Por dois meses, a Anvisa coletou dados técnicos e evidências científicas relacionadas ao assunto. No período, quase 50 entidades médicas divulgaram um documento sobre os malefícios do cigarro eletrônico. Tanto a Associação Médica Brasileira (AMB) como o Conselho Federal de Medicina (CFM) são contrários à mudança de posição da agência.

“Os jovens fumam esses dispositivos porque pensam que não fazem mal e tem gente achando que eles ajudam a parar de fumar cigarro. Mas esses aparelhos não são inócuos, oferecem riscos e causam doenças”, avisa o pneumologista Ricardo Meirelles, coordenador da Comissão de Tabagismo da AMB. 

Para os especialistas, não basta manter a proibição. É preciso criar mecanismos de controle e fiscalização desse mercado que já existe na surdina, além de campanhas de conscientização. 

O Colégio pH, no Rio de Janeiro, já começou a fazer sua parte. O tema foi abordado na disciplina de convivência ética e debatido através de lives, palestras e podcasts. Muitos alunos admitiram não saber que os aparelhos contêm nicotina e, por essa razão, provocam dependência. 

“Em geral, pais e responsáveis adotam um discurso moralista e alarmante.
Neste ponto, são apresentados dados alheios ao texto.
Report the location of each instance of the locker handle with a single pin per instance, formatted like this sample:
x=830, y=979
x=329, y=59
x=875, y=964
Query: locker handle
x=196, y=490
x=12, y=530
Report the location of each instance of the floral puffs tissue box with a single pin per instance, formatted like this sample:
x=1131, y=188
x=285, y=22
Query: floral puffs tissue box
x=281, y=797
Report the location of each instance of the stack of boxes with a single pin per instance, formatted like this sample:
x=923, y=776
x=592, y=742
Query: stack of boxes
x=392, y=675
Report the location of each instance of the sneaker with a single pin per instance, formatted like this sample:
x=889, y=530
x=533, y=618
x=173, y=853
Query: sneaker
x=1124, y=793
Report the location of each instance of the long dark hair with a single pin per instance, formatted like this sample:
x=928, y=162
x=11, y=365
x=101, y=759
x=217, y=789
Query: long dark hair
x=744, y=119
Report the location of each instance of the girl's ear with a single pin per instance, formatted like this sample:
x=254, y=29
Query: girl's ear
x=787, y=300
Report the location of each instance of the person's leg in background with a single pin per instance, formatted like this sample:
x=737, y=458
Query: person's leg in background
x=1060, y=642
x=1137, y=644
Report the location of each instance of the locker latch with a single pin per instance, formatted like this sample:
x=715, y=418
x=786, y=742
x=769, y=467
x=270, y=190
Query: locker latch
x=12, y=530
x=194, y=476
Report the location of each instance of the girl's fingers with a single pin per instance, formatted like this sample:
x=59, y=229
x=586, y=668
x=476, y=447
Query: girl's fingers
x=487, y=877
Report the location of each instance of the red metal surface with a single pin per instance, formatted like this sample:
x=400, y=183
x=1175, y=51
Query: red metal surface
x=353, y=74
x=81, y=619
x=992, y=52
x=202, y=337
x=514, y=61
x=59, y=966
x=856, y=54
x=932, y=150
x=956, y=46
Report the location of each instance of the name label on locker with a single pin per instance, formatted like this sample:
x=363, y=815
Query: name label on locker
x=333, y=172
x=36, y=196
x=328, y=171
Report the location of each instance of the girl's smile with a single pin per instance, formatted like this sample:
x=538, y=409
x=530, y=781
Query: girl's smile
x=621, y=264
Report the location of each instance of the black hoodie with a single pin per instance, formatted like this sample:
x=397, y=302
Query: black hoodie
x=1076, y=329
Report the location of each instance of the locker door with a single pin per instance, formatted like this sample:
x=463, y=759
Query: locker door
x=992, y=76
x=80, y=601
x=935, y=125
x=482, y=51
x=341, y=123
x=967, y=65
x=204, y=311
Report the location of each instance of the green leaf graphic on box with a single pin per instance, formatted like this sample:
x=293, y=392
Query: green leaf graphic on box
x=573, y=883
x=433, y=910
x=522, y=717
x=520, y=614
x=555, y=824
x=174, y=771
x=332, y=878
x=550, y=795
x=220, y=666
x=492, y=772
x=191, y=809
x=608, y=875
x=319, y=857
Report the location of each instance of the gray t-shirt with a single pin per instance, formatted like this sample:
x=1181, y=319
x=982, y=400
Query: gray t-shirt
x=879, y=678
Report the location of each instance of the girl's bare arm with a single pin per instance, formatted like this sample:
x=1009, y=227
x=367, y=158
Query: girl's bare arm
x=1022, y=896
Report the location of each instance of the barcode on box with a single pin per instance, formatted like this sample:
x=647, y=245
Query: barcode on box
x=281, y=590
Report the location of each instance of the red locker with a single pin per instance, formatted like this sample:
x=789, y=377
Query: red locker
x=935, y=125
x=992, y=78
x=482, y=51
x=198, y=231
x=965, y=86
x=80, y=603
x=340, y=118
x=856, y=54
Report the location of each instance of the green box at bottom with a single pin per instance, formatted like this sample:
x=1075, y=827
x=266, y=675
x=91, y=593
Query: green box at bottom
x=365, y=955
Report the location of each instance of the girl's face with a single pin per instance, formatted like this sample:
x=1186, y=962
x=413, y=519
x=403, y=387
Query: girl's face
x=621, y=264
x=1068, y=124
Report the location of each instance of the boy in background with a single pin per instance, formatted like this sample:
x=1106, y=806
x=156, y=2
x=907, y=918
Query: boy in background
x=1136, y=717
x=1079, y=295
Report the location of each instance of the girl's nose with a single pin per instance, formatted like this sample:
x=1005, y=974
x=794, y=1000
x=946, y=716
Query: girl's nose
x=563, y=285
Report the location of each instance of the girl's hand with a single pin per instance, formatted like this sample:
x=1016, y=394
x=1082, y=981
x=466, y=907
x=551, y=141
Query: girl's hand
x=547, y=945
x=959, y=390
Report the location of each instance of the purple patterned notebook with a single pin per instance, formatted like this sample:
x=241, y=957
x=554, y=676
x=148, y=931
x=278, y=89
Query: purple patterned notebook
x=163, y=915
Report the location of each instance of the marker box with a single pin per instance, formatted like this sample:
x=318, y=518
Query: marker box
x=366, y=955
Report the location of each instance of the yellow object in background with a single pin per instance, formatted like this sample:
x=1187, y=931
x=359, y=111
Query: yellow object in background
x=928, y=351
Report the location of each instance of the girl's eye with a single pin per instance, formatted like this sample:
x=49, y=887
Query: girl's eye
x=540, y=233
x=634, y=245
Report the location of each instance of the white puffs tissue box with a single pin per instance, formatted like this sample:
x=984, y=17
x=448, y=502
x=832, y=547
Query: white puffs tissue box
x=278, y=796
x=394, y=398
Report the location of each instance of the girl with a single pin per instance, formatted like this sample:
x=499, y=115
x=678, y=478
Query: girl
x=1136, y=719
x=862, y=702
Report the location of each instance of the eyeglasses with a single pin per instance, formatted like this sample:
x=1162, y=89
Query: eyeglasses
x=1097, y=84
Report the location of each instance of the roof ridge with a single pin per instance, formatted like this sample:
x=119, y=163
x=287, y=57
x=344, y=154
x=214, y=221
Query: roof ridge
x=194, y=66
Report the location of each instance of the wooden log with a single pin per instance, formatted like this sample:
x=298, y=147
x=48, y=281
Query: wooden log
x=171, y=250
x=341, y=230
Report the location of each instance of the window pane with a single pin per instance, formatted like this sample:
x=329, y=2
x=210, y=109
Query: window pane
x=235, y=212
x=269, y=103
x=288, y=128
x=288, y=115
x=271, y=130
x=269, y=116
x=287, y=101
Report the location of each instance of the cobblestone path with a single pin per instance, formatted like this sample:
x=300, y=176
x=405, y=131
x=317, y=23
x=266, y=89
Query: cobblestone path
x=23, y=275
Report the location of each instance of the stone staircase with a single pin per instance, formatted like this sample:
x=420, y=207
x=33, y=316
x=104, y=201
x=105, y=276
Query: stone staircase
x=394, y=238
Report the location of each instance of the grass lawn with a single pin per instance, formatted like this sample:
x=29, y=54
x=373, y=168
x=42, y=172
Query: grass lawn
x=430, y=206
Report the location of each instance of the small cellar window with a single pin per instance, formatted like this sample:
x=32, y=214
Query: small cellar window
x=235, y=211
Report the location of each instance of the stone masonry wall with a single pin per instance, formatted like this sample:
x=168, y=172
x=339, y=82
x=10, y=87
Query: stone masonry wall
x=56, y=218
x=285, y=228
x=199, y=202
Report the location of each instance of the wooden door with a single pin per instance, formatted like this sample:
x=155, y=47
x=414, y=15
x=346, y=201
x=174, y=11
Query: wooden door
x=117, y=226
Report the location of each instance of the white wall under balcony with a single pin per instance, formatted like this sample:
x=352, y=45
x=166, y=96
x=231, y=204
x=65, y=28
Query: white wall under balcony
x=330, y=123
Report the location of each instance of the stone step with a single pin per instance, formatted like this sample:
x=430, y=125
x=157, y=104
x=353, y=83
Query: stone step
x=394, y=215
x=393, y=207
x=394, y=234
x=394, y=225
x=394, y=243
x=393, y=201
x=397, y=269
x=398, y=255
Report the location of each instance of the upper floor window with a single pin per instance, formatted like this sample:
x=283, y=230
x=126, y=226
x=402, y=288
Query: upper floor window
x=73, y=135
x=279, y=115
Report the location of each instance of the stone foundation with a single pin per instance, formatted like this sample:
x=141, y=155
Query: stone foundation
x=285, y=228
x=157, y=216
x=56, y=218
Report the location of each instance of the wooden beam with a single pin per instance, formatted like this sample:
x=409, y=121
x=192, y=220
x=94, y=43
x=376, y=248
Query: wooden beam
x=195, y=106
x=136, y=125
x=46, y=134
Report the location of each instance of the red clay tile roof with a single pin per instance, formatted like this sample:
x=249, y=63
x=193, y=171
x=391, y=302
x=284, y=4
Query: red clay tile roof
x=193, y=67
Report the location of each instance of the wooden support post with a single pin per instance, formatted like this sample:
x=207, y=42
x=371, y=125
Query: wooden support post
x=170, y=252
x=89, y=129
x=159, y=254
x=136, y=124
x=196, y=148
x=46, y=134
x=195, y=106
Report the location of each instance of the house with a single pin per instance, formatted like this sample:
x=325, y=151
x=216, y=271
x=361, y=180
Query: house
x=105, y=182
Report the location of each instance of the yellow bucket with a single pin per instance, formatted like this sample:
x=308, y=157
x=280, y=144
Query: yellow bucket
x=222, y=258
Em sala de aula, procuramos criar um espaço acolhedor onde os alunos se sentem à vontade para compartilhar histórias, fazer perguntas e tirar dúvidas”, relata a psicóloga Camilla Oliveira, da escola carioca.A pediatra Débora Chong, do Departamento Científico de Pneumologia da Sociedade Brasileira de Pediatria (SBP), elogia iniciativas assim. “Os cigarros eletrônicos estão cada vez mais coloridos, tecnológicos e atrativos. É o famigerado ‘lobo em pele de cordeiro’. Se soubessem o mal que fazem à saúde, os adolescentes não se arriscariam”, sentencia.